Associations with Working Memory Performance and Symptoms
Patients performed significantly worse on the following WM measures: baseline 1-back and post-amphetamine 2-back task and on baseline and post-amphetamine LNS (Table 2).
Table 2.
Assessment | HC (n = 21) | SCZ (n = 20) | 2 grp t (p) |
---|---|---|---|
PANSS positive symptoms | 7.0 ± 0.2 | 15.1 ± 4.7 | <.001 |
PANSS negative symptoms | 9.0 ± 2.5 | 13.6 ± 5.59 | .001 |
PANSS general symptoms | 17.9 ± 2.5 | 30.4 ± 8.2 | <.001 |
1-back baseline AHR | .998 ± .007 | .953 ± .061 | .005 |
1-back post-amphetamine AHR |
.991 ± .025 | .947 ± .092 | .060 |
2-back baseline AHR | .863 ± .158 | .777 ± .248 | .209 |
2-back post-amphetamine AHR |
.916 ± .146 | .768 ± .212 | .014 |
3-back baseline AHR | .747 ± .229 | .654 ± .310 | .296 |
3-back post-amphetamine AHR |
.730 ± .200 | .608 ± .238 | .088 |
LNS baseline | 16.7 ± 3.3 | 13.7 ± 3.5 | .010 |
LNS post-amphetamine | 17.6 ± 3.9 | 14.4 ± 3.0 | .009 |
Abbreviations: PANSS = positive and negative symptom scale, AHR = adjusted hit rate, LNS = letter number sequencing task
In SCZ, there were no correlations between WM performance and DLPFC BPND, ΔBPND, VT, or ΔVT. In HC, WM performance correlated with DLPFC BPND (baseline 2-back, ρ = .50, p = .031, baseline 3-back, ρ = .79, p <.001, SOWT, ρ = .50, p = .031) and VT (baseline 3-back, ρ = .68, p = 0.001) in the DLPFC. Exploratory analyses of correlations at each level of the SOWT revealed significant correlations between DLPFC BPND and WM performance when WM load was greatest (step 7: r = 0.48, p = 0.042, step 8: r = 0.66, p = 0.003). Exploratory analyses including all fourteen ROIs, using a linear mixed model with ROIs as repeated measures resulted in an overall positive association between BPND in the analyzed regions and baseline 2-back (F(1,16.9) = 4.99, p = 0.039), 3-back (F(1,16.9) = 14.18, p = 0.002) and SOWT (F(103.4) = 8.08, p = 0.005) in HC. The same design applied to VT showed an overall positive association of VT with baseline 3-back (F(1,16.6) = 14.18, p = 0.002) in HC. There were no significant correlations between WM performance and ΔBPND or ΔVT in HC. There were no significant correlations between PANSS scores (Table 2) and BPND, ΔBPND VT, or ΔVT..
Discussion
In this study we observed that patients with schizophrenia show blunted amphetamine-induced DA release in the DLPFC in vivo. This deficit in DA release extended to other extrastriatal regions including midbrain. We also observed a correlation between this index of DA release capacity and WM-related activation of the DLPFC, as measured with BOLD fMRI.

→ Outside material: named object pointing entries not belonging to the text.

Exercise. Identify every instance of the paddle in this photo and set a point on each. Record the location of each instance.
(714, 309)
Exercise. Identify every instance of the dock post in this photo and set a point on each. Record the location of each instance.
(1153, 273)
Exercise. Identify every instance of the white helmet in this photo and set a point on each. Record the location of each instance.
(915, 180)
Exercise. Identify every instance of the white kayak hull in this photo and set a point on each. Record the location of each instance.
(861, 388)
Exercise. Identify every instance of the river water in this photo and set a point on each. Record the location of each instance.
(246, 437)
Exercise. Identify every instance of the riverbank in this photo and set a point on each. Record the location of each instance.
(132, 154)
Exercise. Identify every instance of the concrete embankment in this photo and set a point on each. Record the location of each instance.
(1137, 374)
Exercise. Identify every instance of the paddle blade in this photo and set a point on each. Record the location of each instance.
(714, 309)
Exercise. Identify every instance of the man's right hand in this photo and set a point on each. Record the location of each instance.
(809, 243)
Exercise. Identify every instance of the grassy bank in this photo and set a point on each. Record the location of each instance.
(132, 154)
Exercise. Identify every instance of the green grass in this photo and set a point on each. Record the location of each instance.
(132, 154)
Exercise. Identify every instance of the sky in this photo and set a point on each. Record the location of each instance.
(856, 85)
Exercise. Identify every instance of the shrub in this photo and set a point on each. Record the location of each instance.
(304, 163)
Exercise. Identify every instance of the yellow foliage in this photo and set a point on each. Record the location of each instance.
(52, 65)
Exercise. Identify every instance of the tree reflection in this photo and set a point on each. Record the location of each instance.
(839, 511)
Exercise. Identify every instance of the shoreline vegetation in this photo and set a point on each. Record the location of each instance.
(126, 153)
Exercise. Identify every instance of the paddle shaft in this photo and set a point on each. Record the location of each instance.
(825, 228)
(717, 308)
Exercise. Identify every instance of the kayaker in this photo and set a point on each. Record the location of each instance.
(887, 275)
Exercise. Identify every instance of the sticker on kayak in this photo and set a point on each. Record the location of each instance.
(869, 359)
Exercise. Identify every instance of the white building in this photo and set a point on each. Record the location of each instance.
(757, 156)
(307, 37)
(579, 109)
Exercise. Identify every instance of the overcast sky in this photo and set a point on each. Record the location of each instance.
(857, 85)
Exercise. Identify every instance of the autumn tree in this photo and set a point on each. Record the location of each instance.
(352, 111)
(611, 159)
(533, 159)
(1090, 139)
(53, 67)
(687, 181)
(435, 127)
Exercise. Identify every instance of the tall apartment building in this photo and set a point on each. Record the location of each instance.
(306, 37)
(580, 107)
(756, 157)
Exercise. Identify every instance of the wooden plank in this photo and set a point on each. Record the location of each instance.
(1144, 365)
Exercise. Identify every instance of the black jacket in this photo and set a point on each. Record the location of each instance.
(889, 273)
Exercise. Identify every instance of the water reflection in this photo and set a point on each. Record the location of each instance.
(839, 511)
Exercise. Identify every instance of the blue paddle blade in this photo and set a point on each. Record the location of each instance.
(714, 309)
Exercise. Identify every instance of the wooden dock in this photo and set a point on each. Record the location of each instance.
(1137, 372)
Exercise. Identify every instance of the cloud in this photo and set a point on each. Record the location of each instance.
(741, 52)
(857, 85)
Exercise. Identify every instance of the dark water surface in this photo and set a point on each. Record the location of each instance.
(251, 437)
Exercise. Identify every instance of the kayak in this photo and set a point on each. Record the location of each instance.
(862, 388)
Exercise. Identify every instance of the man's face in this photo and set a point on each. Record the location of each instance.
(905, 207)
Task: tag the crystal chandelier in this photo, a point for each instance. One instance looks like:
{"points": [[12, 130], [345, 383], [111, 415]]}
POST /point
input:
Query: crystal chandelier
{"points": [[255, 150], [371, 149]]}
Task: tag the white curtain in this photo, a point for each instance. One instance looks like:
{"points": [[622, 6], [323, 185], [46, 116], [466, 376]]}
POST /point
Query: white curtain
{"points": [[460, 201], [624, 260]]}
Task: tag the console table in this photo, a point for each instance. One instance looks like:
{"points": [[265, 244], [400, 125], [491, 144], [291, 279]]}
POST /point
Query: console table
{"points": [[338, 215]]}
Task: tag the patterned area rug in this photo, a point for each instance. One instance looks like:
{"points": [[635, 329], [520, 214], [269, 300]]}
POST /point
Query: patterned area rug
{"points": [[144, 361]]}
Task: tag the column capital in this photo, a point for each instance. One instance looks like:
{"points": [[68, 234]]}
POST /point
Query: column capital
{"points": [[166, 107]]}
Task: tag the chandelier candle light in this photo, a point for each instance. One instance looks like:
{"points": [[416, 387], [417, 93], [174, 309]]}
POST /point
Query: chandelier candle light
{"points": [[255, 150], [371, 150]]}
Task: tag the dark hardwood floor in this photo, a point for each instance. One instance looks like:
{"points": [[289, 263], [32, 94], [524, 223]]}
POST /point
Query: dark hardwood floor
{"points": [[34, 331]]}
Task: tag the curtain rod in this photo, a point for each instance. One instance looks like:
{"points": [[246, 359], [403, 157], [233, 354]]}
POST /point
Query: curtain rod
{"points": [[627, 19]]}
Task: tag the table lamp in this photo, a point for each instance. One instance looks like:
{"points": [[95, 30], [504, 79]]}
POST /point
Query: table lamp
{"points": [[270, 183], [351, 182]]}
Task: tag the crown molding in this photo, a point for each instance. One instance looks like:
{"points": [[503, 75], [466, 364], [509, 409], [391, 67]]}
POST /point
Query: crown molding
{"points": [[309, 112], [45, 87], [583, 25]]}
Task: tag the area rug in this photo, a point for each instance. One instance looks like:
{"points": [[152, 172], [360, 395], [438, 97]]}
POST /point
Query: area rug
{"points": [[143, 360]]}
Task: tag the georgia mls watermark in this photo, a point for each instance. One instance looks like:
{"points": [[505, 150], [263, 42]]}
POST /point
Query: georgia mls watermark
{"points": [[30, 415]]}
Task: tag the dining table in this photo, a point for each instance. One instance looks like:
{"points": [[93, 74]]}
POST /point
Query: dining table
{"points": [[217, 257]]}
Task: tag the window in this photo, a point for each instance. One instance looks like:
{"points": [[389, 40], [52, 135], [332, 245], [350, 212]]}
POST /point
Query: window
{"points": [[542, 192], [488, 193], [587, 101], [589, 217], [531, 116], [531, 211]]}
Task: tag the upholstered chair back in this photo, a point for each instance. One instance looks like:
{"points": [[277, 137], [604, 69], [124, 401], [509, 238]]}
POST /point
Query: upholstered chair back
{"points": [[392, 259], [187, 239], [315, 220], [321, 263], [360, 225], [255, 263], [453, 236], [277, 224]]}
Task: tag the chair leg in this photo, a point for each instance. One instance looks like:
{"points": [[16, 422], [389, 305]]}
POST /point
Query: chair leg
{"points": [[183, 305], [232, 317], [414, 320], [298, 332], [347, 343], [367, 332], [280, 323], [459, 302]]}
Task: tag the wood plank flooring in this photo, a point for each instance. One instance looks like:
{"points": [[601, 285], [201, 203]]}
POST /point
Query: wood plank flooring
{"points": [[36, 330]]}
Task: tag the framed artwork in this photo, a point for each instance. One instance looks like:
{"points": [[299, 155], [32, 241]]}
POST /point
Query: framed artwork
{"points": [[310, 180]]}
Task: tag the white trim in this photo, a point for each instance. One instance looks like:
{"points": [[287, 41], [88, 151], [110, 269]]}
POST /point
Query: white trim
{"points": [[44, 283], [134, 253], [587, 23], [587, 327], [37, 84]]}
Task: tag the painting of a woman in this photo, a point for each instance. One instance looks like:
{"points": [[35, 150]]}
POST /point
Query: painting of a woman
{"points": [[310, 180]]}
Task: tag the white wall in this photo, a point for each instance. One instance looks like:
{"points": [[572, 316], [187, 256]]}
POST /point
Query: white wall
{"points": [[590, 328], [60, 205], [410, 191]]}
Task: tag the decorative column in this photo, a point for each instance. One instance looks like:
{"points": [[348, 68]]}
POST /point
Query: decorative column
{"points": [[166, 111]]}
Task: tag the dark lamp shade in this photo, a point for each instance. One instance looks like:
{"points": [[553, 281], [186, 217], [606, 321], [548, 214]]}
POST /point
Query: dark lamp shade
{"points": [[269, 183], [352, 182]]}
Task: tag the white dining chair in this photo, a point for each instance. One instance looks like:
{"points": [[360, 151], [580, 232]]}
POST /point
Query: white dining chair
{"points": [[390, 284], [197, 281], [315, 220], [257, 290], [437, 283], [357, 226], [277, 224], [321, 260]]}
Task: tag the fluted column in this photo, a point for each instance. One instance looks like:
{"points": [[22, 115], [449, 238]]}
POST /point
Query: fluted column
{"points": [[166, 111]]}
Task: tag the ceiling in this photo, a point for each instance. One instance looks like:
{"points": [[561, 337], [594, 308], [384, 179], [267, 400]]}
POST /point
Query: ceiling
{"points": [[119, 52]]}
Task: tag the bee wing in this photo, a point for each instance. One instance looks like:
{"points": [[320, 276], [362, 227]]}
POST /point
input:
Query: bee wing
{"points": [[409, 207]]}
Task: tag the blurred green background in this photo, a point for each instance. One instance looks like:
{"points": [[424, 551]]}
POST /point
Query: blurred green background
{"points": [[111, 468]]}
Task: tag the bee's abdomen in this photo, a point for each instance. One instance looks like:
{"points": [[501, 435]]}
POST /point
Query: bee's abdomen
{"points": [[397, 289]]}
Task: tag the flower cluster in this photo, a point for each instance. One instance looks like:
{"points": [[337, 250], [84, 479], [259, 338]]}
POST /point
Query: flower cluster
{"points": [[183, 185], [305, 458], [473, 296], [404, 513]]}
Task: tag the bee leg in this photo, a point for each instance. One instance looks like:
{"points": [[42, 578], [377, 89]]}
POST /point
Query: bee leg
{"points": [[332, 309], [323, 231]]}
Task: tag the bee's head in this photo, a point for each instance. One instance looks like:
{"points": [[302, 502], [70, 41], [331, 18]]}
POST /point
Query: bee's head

Despite the prevalence of the concept of hypodopaminergia in schizophrenia, there had been no empirical evidence for decreased cortical DA release prior to this study. This was related to the difficulty in measuring DA release in the cortex due to the low level of cortical D2 receptors26 and the small range of displacement of D2 radiotracers by DA. Here, we adopted and optimized an [11C]FLB457 displacement paradigm shown to be a valid and reliable proxy for changes in extracellular DA following an amphetamine challenge27,40,41.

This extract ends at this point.